“‘Do not listen to Hezekiah,’ for thus says the king of Assyria, ‘Make your peace with me and come out to me, and eat each of his vine and each of his fig tree and drink each of the waters of his own cistern, until I come and take you away to a land like your own land, a land of grain and new wine, a land of bread and vineyards.'” (Isaiah 36:16-17)
Isaiah 36 describes how Sennacherib’s army invaded Judah, seized all of their strongholds, and surrounded Jerusalem. The Babylonian general, Rabshakeh, mocked the beseiged Judeans, and called for their surrender. And he also made them an offer, found here in :16-17, to give them peace and provision in exchange for their surrender: “eat each of his vine … until I come and take you away to a land … of grain and new wine …”. Basically the offer was: trade the perilous place that your God has you in, for safety and prosperity — and surrender to the enemy.

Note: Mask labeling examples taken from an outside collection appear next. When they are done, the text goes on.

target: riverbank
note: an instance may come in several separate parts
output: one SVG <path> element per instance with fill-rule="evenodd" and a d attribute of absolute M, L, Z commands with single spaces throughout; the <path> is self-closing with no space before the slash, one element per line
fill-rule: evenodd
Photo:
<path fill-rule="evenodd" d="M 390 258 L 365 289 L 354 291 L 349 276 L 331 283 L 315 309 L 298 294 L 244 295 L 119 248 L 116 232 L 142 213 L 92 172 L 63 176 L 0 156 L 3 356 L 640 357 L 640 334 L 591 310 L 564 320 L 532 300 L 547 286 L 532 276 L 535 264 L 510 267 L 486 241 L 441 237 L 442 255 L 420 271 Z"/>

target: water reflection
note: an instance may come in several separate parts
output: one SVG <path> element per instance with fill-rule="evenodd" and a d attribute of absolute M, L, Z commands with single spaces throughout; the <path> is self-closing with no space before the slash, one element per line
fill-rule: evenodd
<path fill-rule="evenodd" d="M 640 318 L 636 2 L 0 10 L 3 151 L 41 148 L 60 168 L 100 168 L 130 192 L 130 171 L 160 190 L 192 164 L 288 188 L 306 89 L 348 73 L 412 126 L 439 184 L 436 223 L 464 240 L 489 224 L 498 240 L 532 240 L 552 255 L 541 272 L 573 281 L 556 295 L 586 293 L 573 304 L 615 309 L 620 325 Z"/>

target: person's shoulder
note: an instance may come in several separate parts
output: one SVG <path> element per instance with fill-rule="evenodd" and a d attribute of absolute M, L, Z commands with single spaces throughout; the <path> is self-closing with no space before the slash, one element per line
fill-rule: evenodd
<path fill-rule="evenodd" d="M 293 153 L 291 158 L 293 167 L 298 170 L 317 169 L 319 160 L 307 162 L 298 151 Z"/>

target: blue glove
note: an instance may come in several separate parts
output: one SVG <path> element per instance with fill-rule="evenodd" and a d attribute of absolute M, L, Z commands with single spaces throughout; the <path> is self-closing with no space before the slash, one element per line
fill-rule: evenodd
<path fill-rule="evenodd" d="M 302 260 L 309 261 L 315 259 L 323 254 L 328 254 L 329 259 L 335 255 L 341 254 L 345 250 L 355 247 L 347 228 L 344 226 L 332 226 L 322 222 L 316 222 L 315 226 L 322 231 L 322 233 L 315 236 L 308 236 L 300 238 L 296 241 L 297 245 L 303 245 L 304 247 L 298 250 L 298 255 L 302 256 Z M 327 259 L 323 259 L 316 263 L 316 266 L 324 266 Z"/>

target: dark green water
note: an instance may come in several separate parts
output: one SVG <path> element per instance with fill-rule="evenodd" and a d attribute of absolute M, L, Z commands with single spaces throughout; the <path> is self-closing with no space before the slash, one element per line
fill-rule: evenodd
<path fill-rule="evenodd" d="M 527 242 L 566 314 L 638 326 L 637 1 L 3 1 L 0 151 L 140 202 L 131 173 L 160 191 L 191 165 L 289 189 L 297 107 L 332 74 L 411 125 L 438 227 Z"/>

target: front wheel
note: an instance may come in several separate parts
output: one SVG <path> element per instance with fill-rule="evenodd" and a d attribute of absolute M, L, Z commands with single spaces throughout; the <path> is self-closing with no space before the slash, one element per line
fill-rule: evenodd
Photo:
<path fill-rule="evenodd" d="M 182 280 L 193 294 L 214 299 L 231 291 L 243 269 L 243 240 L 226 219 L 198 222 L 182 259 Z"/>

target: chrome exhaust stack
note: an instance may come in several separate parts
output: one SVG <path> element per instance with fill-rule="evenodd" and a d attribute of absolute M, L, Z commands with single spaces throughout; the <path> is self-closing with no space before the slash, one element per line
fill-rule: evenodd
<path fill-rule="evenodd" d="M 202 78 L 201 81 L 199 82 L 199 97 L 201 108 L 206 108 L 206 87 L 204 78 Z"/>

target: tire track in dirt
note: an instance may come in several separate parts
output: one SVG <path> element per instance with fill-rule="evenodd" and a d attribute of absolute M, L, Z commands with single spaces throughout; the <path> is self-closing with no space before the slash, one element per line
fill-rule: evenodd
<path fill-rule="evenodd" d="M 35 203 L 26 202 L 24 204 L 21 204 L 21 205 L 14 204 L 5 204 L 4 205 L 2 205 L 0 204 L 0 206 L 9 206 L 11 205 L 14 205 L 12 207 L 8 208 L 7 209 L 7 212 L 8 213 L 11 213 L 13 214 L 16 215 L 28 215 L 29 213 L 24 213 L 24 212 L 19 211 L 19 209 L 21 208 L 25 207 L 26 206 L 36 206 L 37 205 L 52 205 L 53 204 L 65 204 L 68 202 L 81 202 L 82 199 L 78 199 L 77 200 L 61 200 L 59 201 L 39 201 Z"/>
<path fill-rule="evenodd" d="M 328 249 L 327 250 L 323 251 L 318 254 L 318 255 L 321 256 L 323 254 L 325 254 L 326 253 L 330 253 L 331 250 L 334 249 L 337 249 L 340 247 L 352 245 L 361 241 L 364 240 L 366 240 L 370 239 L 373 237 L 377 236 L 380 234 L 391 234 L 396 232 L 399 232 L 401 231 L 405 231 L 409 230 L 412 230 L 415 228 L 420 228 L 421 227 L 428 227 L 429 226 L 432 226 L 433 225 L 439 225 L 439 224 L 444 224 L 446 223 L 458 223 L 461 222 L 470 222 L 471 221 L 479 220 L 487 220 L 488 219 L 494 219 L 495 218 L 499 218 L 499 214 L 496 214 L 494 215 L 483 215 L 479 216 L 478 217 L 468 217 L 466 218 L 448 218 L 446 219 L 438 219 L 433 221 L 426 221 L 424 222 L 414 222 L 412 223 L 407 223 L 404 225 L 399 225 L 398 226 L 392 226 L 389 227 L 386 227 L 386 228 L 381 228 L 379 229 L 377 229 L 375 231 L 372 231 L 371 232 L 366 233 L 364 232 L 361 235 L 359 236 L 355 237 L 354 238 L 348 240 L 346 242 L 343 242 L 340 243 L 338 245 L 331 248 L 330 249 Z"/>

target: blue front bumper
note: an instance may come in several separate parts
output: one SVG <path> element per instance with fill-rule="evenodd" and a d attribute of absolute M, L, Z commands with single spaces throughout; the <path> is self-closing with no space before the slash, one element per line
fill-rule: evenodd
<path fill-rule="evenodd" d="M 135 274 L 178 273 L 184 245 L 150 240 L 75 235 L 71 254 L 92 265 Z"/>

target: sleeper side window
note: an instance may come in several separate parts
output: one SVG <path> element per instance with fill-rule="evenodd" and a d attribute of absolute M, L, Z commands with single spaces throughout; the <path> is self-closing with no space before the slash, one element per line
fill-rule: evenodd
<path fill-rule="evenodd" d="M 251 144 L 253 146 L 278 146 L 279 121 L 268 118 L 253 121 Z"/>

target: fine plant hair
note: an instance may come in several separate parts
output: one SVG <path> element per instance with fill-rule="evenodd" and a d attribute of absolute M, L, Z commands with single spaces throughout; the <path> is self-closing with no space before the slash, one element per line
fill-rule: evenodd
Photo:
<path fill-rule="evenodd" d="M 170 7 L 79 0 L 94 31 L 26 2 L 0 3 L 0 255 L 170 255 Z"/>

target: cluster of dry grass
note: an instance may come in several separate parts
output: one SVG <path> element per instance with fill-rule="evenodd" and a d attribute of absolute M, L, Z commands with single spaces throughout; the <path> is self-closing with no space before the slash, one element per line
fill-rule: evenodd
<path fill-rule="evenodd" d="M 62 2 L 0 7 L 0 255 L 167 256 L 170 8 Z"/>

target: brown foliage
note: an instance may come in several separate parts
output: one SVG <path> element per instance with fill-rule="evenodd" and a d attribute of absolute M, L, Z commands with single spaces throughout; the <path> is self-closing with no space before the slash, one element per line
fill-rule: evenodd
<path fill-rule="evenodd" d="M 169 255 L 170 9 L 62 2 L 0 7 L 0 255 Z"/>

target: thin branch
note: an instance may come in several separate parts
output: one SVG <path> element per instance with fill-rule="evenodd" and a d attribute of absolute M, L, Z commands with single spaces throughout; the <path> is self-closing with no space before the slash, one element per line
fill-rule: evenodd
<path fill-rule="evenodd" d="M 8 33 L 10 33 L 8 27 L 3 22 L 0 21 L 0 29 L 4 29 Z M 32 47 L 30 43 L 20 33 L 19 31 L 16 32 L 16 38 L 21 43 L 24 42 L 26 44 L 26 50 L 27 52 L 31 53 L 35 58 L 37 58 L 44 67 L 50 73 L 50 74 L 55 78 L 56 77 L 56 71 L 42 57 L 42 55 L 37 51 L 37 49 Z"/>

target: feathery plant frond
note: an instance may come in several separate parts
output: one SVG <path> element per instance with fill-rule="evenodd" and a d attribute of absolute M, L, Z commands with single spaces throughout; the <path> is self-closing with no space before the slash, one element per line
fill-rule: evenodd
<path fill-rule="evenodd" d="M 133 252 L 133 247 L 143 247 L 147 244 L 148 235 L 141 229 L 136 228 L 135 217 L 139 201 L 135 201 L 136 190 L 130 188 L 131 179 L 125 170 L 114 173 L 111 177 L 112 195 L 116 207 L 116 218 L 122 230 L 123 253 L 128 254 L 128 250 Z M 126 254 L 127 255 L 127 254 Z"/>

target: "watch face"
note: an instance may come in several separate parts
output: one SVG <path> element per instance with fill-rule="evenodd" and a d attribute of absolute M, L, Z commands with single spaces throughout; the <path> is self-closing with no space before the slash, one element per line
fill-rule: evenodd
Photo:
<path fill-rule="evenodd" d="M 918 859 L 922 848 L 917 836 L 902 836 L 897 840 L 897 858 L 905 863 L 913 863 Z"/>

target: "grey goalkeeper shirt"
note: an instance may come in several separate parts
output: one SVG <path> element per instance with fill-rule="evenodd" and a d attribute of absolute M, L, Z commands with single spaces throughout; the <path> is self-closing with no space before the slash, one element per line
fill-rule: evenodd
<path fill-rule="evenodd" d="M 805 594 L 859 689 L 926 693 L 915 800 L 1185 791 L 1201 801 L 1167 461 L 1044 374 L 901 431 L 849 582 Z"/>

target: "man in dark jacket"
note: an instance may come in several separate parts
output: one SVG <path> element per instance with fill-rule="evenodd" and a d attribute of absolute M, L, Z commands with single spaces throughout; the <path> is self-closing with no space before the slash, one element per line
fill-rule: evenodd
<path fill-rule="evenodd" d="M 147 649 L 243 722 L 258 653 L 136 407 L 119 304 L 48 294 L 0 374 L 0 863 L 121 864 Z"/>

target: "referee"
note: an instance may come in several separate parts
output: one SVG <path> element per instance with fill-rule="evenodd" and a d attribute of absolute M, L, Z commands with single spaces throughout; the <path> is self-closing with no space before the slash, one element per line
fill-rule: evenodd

That’s not much different from the offer that the enemy of our souls makes to many followers of Christ. When we are walking with God by faith, we may face times of disappointment, hardship, and even danger. Sometimes there is a little voice that would encourage us to take Rabshakeh’s “bargain” — to trade the hardships of Kingdom living, by faith, for “peace and security”, if we only give up that “radical” godly lifestyle and surrender to a compromised life.
It’s an attractive deal to many. If our greatest desire is peace and comfort and “security” then we will “sign the peace treaty” with the enemy — but we will also never see the glory of God and what He desired to do with us.
So you have a choice: worldly comfort & security, or radical trust in God? But you can’t have both.